Australian journalist

John Vause (born 22 August 1968) is an Australian journalist and Atlanta-based presenter who recently worked for CNN International until August 2025. Before that, he was a Beijing correspondent responsible for coverage of China and the region. Before CNN, he was the Los Angeles bureau chief for the Seven Network in Australia. He is one of a few reporters who covered 9/11 from New York, then travelled to Pakistan, and then to Afghanistan for the fall of the Taliban.

Vause has covered some of the biggest international stories in the 2000s; when he was based in Beijing, he reported around the region, including stories such as the assassination of Benazir Bhutto in Pakistan. Before Beijing, he was the network's senior reporter in Jerusalem – he was part of the team which won an Edward R Murrow award for CNN's coverage of the Israel-Hezbollah war in the summer of 2006. Before that he covered the rise of Hamas, the death of Yasser Arafat, the Israeli withdrawal from Gaza and the siege at the Church of the Nativity in Bethlehem. He was also present for the sustained suicide bombing campaign by Palestinian militants during 2002. Vause's interview with a suicide bomber in 2004 won him a New York Festival award.

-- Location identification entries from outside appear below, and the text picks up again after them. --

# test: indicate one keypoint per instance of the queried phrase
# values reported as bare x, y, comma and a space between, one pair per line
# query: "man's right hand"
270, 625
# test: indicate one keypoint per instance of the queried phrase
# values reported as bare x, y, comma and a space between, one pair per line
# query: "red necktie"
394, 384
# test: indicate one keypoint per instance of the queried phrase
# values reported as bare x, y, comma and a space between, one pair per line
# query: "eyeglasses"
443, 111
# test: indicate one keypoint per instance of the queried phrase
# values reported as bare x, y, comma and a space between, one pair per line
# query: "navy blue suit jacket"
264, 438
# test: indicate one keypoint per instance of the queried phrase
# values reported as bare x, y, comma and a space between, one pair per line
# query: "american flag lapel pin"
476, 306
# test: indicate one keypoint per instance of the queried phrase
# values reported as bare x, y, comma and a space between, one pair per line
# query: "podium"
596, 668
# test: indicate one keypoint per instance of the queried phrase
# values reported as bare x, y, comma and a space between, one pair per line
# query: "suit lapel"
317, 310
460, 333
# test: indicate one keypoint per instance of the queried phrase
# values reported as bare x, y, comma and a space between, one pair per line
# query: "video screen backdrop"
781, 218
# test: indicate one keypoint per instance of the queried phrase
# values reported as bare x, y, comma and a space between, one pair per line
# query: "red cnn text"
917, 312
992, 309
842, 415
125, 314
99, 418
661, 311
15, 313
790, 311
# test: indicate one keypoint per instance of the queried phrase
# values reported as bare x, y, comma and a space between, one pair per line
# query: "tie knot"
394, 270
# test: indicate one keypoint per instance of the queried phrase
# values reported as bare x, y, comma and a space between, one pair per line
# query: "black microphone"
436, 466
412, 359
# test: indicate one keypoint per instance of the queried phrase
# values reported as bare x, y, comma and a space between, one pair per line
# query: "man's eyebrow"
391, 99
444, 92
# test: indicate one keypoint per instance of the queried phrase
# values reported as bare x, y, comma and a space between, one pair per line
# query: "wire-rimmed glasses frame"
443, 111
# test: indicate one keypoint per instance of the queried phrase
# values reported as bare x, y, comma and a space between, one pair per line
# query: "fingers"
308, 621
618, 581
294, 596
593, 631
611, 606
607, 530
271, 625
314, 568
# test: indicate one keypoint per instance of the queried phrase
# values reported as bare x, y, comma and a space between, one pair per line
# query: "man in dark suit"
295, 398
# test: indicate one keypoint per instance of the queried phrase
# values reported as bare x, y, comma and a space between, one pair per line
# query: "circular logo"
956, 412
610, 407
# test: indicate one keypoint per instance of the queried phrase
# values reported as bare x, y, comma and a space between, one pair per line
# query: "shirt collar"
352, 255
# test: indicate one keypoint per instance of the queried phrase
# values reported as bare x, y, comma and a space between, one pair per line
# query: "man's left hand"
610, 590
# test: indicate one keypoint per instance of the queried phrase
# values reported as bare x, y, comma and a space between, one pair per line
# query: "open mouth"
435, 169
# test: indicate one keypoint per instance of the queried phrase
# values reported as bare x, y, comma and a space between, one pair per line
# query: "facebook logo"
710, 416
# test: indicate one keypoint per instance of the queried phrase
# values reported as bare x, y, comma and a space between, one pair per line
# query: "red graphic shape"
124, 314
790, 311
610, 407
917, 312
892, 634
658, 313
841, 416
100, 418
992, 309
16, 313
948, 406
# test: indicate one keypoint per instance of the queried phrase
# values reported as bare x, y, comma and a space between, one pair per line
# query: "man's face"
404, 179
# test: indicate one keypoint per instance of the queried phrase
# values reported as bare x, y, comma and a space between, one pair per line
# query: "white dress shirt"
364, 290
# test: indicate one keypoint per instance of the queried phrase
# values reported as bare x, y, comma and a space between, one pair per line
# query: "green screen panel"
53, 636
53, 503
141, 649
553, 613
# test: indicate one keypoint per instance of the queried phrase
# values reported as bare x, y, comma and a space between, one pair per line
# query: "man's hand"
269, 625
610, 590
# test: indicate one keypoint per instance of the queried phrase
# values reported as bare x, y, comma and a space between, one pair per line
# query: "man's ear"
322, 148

In 2003, he presented CNN International's coverage of the Iraq War from Kuwait, before crossing into Iraq as a reporter, moving from Basra in the south all the way to Baghdad, staying in the country for three months, then driving to Jerusalem to cover the Aqaba Summit, which outlined the US vision for a Palestinian State and Road Map to peace. In 2007, he visited State Elementary School Menteng 01 in Indonesia which the then-presidential candidate Barack Obama had attended for one year and found that each student received two hours of religious instruction per week in their own faith, contrary to some false rumours that were then circulating by Insight on the News.

In November 2015 he came under criticism for an interview of Yasser Louati, spokesperson for an anti-Islamophobia group, Collective Against Islamophobia in France, in which he suggested that the Muslim community should take responsibility for terrorist attacks committed by Muslims.

He graduated with a Bachelor of Arts from the University of Queensland in 1988.

He is married to actress Tushka Bergen and the couple have one child, Katie Vause.